Eighty years writ with wit

MAY 1984
Article
Eighty years writ with wit
MAY 1984

In the first week of April, the month Chaucer applauded for its "shoures soote," the Department of English at the University of Florida held a threeday symposium honoring Richard Eberhart '26. "Eberhart at Eighty," the official title of the University of Florida Writers' Festival, was attended by students, writers, and scholars from all over the country. Among the celebrants were Robert Pack '58, poet and English professor at Middlebury College, critic and professor of English emeritus Cleanth Brooks of Yale, and poet Donald Hall, who recently succeeded Eberhart as New Hampshire's Poet Laureate.
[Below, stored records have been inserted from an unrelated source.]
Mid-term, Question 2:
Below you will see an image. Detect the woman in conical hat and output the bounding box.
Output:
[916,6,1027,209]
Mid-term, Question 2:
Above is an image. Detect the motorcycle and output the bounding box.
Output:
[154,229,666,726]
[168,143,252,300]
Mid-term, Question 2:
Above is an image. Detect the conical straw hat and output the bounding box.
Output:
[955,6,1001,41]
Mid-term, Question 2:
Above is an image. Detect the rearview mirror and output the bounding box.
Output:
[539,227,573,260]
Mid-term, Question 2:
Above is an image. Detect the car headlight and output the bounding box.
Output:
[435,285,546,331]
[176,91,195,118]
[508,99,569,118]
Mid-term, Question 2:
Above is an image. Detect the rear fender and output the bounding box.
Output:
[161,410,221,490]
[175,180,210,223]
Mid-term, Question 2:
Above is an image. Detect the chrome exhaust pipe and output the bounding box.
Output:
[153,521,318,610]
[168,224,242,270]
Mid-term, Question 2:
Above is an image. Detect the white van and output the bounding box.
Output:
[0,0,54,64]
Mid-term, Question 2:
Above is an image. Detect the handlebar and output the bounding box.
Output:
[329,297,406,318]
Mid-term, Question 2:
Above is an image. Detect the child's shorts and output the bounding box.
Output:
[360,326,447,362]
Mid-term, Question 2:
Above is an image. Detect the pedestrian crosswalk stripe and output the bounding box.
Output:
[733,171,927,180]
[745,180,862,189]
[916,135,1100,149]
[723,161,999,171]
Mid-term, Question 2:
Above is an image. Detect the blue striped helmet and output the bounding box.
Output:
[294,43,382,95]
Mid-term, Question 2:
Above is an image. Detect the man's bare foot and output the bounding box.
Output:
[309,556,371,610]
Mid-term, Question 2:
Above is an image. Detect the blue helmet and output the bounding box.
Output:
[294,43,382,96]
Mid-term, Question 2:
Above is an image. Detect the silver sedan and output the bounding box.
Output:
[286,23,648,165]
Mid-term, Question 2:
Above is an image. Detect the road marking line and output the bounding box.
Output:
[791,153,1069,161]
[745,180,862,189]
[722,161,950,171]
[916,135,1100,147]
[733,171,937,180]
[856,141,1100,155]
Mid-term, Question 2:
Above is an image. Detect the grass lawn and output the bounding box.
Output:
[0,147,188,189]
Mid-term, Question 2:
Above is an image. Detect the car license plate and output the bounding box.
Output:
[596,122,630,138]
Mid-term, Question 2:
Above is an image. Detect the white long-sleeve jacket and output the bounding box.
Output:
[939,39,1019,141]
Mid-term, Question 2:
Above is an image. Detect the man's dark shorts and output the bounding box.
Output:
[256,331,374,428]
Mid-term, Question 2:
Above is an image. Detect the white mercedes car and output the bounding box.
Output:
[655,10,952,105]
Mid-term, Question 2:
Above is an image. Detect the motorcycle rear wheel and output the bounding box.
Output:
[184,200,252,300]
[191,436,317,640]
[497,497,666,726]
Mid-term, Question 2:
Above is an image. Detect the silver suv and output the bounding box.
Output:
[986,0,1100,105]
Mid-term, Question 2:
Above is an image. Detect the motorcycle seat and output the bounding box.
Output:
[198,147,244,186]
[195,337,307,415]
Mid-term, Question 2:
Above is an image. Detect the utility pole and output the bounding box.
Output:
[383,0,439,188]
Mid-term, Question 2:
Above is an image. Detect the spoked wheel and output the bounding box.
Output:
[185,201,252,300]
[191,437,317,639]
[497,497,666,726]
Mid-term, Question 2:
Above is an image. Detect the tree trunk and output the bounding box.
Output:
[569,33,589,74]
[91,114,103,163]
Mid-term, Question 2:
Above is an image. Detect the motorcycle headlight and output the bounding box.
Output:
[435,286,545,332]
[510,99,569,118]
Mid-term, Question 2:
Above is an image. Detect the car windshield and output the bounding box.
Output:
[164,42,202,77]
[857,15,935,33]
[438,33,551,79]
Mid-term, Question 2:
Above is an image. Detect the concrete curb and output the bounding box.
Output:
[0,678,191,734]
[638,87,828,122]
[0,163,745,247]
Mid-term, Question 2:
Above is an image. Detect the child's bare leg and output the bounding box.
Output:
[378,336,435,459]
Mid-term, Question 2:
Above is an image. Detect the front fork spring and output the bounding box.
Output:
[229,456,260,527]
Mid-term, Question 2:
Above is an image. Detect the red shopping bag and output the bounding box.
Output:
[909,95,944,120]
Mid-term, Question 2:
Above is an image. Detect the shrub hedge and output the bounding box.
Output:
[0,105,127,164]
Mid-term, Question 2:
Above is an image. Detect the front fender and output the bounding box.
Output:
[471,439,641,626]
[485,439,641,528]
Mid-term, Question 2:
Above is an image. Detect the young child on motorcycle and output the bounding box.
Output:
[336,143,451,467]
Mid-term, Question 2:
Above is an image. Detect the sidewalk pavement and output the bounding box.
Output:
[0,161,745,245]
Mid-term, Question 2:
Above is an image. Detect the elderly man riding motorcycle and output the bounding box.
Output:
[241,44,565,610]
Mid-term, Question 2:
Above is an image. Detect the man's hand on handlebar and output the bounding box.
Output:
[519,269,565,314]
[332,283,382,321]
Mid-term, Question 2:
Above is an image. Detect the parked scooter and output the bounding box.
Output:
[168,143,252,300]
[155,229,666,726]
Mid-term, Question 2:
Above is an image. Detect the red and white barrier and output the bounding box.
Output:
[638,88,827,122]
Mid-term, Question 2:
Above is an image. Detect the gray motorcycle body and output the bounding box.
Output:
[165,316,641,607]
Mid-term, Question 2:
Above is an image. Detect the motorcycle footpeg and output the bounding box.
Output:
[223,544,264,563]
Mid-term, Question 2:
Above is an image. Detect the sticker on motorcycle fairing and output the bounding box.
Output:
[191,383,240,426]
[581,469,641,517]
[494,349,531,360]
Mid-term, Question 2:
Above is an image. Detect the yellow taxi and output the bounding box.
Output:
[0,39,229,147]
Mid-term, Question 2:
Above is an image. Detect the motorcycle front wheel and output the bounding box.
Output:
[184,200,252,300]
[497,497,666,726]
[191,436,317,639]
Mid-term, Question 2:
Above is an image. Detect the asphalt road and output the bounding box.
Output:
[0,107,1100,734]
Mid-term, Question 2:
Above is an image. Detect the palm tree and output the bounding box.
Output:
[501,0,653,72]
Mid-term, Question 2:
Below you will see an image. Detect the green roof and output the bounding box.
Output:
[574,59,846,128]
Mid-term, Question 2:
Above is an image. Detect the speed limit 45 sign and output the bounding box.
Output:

After his career at Dartmouth, Eberhart studied at Cambridge University in England (from which he received a B.A.), traveled to Berlin to study German, and then spent a year as a graduate student at Harvard. His experiences as a gunnery officer in the U.S. Navy in World War II formed the basis for one of his most frequently anthologized poems, "The Fury of Aerial Bombardment."

A feisty and familiar figure to many Hanoverians, Eberhart lives on Webster Terrace with Elizabeth, his wife of 43 years. He has been much honored in the 50-odd years since the publication of his first book, A Bravery ofEarth. He has served as Consultant in Poetry to the Library of Congress, was elected to both the National Institute of Arts and Letters and the American Academy of Arts and Letters, and has received several honorary doctorates and numerous awards, including the Bollingen Prize (1962), the Pulitzer Prize (1966), and the National Book Award (1977).

On the eve of his birthday on April 5, Eberhart was feted at the house of the president of the University of Florida at which time he was presented with the Ambassador of the Arts Award and given a handsome pencil sketch. Walking briskly across the dewy campus at Gainesville the previous evening, Eberhart recounted the pleasures poetry had given him over a lifetime. "You know," he said with a sort of limpid twinkle in his eye, "there are some ways in which I might say that poetry has meant everything to me. But then again, it is no substitute for life." This brought to mind a couplet by Thoreau, "My life has been the poem I would have writ/But I could not both live and utter it." If Thoreau failed in that venture, it is clear that octogenarian Richard Eberhart has not.